Der Lauf wird vom Förderverein Kinderfreundliches Stuttgart e.V., dem Kinderbüro Stuttgart, dem Sportkreis Stuttgart und dem Stadtjugendring Stuttgart e.V. gemeinsam veranstaltet. Veranstaltungsort ist die Bezirkssportanlage in Stuttgart Degerloch.
2009 steht der Kinderrechte–Lauf unter dem Motto: „Recht auf Bildung für alle Kinder“. Mit den erlaufenen Spendengeldern sollen in diesem Jahr besonders Kinderhilfsprojekte unterstützt werden, die der Förderung und Bildung aller Kinder zugute kommen. „Bildung ist der Schlüssel für persönliche Lebenschancen, gesellschaftliche Teilhabe und berufliche Perspektiven."

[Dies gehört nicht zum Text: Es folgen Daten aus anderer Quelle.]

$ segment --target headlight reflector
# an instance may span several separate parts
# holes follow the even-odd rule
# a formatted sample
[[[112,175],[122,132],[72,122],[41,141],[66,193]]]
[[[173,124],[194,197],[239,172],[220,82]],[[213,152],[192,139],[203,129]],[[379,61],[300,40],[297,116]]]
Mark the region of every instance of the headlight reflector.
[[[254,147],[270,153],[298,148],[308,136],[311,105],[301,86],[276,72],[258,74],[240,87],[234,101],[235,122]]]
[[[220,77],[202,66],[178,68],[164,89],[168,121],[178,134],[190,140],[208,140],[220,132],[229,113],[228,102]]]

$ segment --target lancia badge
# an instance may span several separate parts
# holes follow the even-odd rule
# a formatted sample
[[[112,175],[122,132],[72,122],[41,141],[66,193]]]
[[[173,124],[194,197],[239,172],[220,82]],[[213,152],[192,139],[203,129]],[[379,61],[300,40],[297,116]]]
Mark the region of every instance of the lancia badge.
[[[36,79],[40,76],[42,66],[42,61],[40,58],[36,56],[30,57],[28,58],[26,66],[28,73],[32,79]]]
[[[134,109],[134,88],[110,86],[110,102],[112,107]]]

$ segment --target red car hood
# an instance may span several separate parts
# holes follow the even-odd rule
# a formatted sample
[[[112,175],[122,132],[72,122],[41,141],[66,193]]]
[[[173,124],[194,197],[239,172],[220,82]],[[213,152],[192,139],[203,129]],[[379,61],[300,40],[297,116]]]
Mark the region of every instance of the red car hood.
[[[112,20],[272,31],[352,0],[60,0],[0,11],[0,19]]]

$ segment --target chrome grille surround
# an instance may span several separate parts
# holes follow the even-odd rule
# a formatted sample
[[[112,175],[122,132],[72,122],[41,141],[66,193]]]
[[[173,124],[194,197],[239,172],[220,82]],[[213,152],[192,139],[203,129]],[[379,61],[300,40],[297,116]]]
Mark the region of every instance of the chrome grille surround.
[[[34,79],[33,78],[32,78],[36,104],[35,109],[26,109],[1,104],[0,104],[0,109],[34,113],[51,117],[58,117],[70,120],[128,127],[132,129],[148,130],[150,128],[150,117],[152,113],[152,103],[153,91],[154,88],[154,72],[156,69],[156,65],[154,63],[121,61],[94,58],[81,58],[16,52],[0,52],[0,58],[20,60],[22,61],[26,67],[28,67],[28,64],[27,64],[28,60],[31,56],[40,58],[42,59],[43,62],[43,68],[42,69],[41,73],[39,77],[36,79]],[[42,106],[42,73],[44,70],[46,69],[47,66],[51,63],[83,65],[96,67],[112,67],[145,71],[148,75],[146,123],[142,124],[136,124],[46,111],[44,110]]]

Am frühen Morgen kurz nach Sonnenaufgang beginnt es dann zu regnen. Zwei Runden gehe ich noch, dann will ich im Auto das Regencape holen. Gerade dort angekommen, geht für rund 10 Minuten ein kräftiger Schauer runter. Danach ist Ruhe, es regnet nicht mehr. So brauche ich auch das Cape nicht und gehe weiter meine Runden. Der Vormittag vergeht sehr langsam, auch weil auf der Bühne nicht viel passiert und auch, weil im Vergleich zum Vortag nun wesentlich weniger Teilnehmer unterwegs sind. Nur wenige laufen, die Masse marschiert.

Irgendwann am Morgen habe ich dann die 250 Runden auf meiner Stoppuhr erfasst. Zur Kontrolle frage ich im Zeitnehmerzelt nach, ob über den Transponder das selbe Ergebnis ermittelt wurde. "Sie haben jetzt 235 Runden auf ihrem Konto" lautete aber die niederschmetternde Antwort. Das konnte nicht sein und so habe ich erst mal alle meine gelaufenen und gestoppten Runden ausgewertet. Hat mich eine halbe Stunde gekostet, aber bewiesen, dass ich richtig lag. Ursache war das Transpondersystem, das bei zwei oder mehr Läufern, die gleichzeitig ihren Arm über das Gerät führten, nur jeweils einen Transponder erfassen konnte. Zum Glück war der Veranstalter bereit, meine Runden entsprechend zu korrigieren.

Von Jahr zu Jahr steigt das Spendenbarometer beim Stuttgarter 24-Stunden-Lauf. Im vergangenen Jahr liefen auf der Bezirkssportanlage in Degerloch über 600 Menschen rund 9.200 km für Kinderrechte. Das waren fast doppelt so viele Läufer und Kilometer als beim ersten 24-Stunden-Lauf im Jahr 2007. Mit knapp 20.000 Euro Spendengeldern wurden 17 Kinderhilfsprojekte gefördert.
2009 wurden insgeamt 44.671 Runden, also 17.868,4 km gelaufen (sieht man mal von der Fehlerquelle bei der Rundenzählung ab). "Kinder haben das Recht auf Entwicklung und Entfaltung ihrer Persönlichkeit. Unsere Aufgabe ist es, den Kindern zur Verwirklichung ihrer Rechte zu verhelfen. Unser Lauf soll dazu beitragen, diese Bedürfnisse der Kinder stärker ins Bewusstsein zu rücken“, so Roswitha Wenzl, Kinderbeauftragte der Stadt Stuttgart.

Beim 24-Stunden-Lauf fließt das „erlaufene“ Geld zu 100 Prozent in Stuttgarter Kinder­projekte. Eine unabhängige Jury entscheidet, welche Projekte unterstützt werden. Stellvertretend für die Teams werden zwei Teilnehmer jedes Teams zur Siegerehrung auf die Bühne gerufen. Auch ich darf dort hinauf, denn ich war mit meinen insgesamt 300 Runden oder 120 km der fleißigste Rundensammler. Sehr viele waren schneller unterwegs, haben aber auch nicht so lange durchgehalten.
Zum Abschluß mein geschundener blasengeplagter rechter Fuß nach dem Ende meines Laufs. Das eiförmige ist übrigens das Blasenpflaster, welches mit der Zeit ein Stück nach vorne gewandert war.